Stuart Leslie, UN Ambassador, Via Phone

“The speech was first drafted here in New York and then the Prime Minister chooses what he calls the theme, where he consults with Belmopan, with the P.S. for some of the multilateral things, he consults with Ambassador Shoman on the Guatemala issue, he consults with our office here in New York and then he has his own ideas. So we all get together and we draft a speech. Almost everybody comes in with an idea of a speech in mind, then we get together and it’s literally trashed out to pieces and he sits down as the arbitrator and says take this out, put this in, I don’t like to say that, say this this way. And so it has broad based consultations, so a bunch of us has a go at the speech before it was prepared.”

Stewart Krohn

“Having come up with this kind of speech designed by committee, really, how important is it exactly what our prime minister or for that matter, what any world leader has to say. Who is really watching and listening to this speech?”

Stuart Leslie

“I think you’ve asked the question that most journalists are asking right now, and that is what’s the use of having these big summits anyway? The speech is being watched by… This sets the policies for the Belize Government in terms of multilateral diplomacy. Said Musa as the prime minister has decided that one of Belize’s foremost concerns right now is globalisation, good governance and in the speech he talks about some of the things that Belize has done over the past years since he has been prime minister to try and comply with organisations that are money lenders, that are relieving debt et cetera. So what he has done is to try to explain, since they were all sitting there, from President Clinton down the line, was this is where Belize sees itself, now this is where Belize wants to go. He said in his speech that Belize is a country that from the margins of enjoying the fruits of globalisation, but we can fall back or we can go forward.

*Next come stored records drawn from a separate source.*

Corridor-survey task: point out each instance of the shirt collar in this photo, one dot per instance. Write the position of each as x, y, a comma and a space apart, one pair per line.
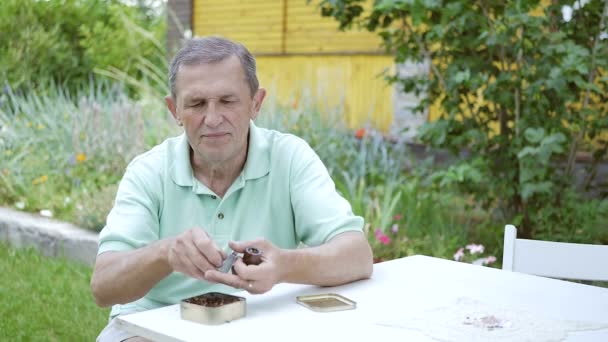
256, 166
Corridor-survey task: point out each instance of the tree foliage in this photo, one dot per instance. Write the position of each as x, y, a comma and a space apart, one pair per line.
520, 85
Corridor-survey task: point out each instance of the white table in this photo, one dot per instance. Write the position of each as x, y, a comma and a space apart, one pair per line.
406, 286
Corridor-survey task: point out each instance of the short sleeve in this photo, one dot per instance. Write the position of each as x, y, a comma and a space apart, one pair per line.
320, 212
133, 222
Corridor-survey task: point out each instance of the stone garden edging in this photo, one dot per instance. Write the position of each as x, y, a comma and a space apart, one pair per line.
51, 237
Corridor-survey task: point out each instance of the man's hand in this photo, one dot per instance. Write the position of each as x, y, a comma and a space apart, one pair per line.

He’s outlined in three minutes how we go forward, one of them is good governance and he says that good governance is not just about Belize as a government, but about NGOs pulling their parts, civil society pulling its part, the citizens pulling its part and the whole global community, all focusing on poverty eradication, educating children, sharing technologies.”

Stewart Krohn

“Mr. Ambassador answer this question for me, exactly what does Belize give to the UN and what does Belize get from the UN?”

Stuart Leslie

“Stewart, every Belizean is concerned about the Guatemalan problem. Multilateral diplomacy isn’t something that will… that you can come at the end of the year with a check mark and say okay, we got so much millions of dollars to build this, so much millions of dollars to build that. In multilateral diplomacy, you do first and foremost maintain peace with your neighbour and if I can just divert for one minute, I must say that an excellent speech was given by the President of Guatemala this morning, where he reiterated again that the Guatemalans decisions as far as any kind of conflict is concerned, is to settle it through dialogue. So I both sides were sending reconciliatory messages today. Belize made no mention of the Guatemalan problem.”

Leslie told News Five that the decision to leave the Guatemalan claim out of each leader’s speech was worked out in advance by mutual agreement between the two countries.


Viewers please note: This Internet newscast is a verbatim transcript of our evening television newscast. Where speakers use Kriol, we attempt to faithfully reproduce the quotes using a standard spelling system.